Some M&A bankers in London say they are working closely with British companies that feel vulnerable to hostile bids from cash-rich foreign buyers, in sectors including aerospace, housebuilding and retail.
Others say they are trying to win advisory mandates at firms viewed as potential takeover targets.
After the vote British companies have become 10 to 15 percent cheaper for overseas buyers due to the devaluation of the pound, which was trading at US$1.31 on Friday against US$1.50 the day before the referendum.
“When you have a material currency discontinuity it makes sense to dust off previous M&A analyses and crunch the numbers again,” said Paulo Pereira, a partner at boutique advisory firm Perella Weinberg Partners.
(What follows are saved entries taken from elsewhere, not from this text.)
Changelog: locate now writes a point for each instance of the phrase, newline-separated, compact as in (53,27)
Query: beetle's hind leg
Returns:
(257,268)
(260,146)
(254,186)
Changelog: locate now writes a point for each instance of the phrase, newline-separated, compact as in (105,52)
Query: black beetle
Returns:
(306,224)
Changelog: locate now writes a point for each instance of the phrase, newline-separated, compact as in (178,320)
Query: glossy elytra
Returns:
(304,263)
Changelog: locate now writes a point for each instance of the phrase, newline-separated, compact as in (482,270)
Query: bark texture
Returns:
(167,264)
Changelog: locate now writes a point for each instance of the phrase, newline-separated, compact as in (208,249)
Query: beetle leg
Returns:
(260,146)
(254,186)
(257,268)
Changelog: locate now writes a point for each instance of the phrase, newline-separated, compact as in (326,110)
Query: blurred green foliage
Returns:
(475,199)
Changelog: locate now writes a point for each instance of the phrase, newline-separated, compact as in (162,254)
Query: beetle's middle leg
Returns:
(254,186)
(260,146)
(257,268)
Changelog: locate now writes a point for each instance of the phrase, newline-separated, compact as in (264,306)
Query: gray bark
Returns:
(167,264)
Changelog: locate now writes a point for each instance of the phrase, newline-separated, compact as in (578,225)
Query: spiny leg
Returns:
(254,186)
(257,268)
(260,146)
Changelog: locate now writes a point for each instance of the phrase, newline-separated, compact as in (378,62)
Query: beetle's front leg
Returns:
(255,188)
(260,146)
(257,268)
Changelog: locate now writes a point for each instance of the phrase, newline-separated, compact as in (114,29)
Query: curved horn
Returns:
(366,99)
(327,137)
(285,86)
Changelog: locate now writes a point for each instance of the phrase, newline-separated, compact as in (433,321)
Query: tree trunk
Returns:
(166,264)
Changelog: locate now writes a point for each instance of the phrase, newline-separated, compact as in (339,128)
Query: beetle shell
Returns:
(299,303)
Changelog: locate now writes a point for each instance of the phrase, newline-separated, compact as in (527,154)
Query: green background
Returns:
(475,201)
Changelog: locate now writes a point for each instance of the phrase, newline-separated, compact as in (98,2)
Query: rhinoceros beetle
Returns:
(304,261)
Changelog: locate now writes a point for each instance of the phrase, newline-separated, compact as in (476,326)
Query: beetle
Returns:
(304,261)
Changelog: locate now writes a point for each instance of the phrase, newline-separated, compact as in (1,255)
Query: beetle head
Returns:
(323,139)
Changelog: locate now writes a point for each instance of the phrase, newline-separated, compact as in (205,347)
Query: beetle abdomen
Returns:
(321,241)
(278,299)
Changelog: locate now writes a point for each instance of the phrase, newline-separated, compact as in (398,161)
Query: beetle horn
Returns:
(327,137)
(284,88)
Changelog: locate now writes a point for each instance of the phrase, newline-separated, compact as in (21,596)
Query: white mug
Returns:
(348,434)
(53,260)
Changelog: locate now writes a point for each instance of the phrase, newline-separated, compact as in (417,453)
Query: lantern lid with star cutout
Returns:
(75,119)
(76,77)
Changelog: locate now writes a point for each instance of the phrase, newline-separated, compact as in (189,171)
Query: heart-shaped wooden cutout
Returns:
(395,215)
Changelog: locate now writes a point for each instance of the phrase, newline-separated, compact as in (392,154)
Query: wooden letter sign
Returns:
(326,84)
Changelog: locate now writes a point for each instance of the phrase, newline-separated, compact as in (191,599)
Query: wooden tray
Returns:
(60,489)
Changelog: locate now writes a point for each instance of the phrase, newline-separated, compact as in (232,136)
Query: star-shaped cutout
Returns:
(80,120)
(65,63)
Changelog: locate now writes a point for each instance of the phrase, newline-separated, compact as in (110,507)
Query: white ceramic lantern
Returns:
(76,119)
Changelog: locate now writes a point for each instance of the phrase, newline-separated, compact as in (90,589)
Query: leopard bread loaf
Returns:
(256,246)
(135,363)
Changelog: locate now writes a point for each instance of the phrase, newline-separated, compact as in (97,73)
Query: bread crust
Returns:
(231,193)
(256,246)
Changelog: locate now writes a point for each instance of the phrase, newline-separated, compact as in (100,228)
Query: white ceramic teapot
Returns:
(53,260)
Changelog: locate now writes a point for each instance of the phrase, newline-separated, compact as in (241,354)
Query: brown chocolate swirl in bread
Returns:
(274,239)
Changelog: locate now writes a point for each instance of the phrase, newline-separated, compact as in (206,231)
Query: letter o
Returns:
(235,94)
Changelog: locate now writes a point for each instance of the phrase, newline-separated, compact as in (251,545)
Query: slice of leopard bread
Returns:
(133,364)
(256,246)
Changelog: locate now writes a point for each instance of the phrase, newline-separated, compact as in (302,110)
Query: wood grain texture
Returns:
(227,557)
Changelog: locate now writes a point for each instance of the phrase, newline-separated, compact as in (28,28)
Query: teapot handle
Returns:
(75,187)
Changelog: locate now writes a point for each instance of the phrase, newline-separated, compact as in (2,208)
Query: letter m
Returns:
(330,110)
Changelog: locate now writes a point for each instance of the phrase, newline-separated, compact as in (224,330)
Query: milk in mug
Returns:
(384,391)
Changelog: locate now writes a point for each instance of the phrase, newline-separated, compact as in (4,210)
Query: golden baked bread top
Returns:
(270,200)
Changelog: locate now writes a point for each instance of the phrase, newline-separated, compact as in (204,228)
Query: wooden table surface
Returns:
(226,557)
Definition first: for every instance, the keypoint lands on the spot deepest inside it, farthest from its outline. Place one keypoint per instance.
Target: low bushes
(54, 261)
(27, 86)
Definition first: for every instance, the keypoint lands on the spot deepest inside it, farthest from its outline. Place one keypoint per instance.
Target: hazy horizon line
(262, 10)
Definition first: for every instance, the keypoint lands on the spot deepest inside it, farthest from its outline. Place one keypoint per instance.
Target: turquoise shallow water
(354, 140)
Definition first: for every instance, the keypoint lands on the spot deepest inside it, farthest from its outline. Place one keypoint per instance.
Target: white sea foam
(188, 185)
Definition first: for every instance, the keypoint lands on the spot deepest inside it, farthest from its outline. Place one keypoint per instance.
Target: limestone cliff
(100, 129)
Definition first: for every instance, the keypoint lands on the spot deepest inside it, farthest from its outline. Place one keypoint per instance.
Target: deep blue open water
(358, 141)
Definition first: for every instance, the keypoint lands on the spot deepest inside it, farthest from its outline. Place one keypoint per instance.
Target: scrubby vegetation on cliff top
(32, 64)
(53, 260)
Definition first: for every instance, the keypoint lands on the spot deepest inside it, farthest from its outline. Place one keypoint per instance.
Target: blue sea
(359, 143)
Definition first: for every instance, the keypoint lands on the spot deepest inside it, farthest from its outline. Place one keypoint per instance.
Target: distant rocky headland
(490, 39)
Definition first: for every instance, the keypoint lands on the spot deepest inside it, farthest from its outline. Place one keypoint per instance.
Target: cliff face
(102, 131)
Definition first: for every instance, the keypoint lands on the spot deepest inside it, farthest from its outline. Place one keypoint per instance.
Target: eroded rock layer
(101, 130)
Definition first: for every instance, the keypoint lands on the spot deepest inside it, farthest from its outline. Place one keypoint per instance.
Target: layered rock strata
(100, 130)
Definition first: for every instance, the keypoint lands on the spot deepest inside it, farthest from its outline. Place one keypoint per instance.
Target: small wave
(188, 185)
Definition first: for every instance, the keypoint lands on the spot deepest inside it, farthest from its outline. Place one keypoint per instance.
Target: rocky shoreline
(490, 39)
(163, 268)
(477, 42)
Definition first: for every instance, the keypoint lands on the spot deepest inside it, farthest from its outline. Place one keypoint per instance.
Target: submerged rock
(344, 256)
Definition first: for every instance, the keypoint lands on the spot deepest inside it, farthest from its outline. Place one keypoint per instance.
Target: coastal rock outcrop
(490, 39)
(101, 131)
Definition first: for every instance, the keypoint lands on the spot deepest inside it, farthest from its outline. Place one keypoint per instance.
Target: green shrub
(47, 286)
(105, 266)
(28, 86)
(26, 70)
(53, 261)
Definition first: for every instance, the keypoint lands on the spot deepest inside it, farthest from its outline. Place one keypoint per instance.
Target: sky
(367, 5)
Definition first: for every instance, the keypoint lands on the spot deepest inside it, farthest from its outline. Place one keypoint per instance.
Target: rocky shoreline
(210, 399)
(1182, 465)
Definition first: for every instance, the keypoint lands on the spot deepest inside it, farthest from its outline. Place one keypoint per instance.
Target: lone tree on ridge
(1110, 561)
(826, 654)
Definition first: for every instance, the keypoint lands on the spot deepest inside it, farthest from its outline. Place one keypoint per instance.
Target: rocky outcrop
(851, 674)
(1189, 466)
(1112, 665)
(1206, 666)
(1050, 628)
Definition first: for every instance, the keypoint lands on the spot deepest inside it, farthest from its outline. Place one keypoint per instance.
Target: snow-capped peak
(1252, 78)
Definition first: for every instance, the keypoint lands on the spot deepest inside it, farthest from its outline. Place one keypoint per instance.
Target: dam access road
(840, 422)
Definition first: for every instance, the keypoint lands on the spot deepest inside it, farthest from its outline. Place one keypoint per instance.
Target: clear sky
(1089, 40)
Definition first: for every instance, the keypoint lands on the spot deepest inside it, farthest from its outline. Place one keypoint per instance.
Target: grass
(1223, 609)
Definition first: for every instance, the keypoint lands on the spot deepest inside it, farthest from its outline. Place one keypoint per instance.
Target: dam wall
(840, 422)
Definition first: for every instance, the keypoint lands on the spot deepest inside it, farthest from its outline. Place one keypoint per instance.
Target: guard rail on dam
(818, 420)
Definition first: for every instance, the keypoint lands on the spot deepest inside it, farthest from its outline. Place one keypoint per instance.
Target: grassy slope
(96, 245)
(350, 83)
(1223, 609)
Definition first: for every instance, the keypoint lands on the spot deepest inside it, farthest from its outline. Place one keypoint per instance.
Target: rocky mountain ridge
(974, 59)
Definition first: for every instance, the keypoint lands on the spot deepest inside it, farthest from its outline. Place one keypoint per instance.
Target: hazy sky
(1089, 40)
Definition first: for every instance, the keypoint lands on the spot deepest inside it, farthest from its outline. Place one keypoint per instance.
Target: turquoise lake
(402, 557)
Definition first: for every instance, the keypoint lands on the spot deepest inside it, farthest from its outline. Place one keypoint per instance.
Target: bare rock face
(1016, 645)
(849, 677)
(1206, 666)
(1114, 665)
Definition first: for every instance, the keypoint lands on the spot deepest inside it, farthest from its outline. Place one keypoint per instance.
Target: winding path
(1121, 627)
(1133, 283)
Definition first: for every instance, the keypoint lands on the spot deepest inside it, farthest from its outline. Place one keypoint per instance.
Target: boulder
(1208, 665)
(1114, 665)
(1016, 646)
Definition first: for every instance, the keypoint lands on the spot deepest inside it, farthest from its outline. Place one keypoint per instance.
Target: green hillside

The sectors with the highest concentration of foreign takeovers in the past four weeks were technology, consumer, industrials and media, with an overall 37 sales valued at US$33 billion.
Industry sources said some had roots in discussions that began well ahead of last month’s referendum.
“If we have learned one thing from the global financial crisis it’s that standing still means moving backwards,” said Steve Krouskos, global vice chair for Transaction Advisory Services at EY, adding that companies need to carry on doing deals to boost their organic growth, build a global presence and stay ahead of the technology curve.
Hernan Cristerna, co-head of global M&A at JPMorgan Chase & Co, said that “boards still have strategic needs and ambitions and need to remain open to external sources of growth.”
However, pricing aside, dealmaking is to be still tough for overseas buyers who must evaluate the uncertainty surrounding Britain’s future relationship with the EU, and the prospects of a messy divorce that might take several years to conclude.
Additionally, any sizable takeover could face tighter government scrutiny, after British Prime Minister Theresa May pledged to oppose foreign companies trying to buy British champions deemed “strategically important,” citing the sale of chocolatier Cadbury PLC in 2010 and Pfizer Inc’s attempted takeover of AstraZeneca PLC in 2014.
However, Softbank's friendly takeover of ARM, which won the blessing of the government in less than 24 hours, established a useful blueprint for dealmaking following the Brexit vote, banking sources said.
The Japanese company made legally-binding commitments to double ARM's UK headcount in the next five years and preserve its Cambridge headquarters.
"There is so much 'political football' going on that if you want to pull off a significant transaction in a sensitive sector it is wise to start planning some concessions beforehand to ease government approval," Pereira said.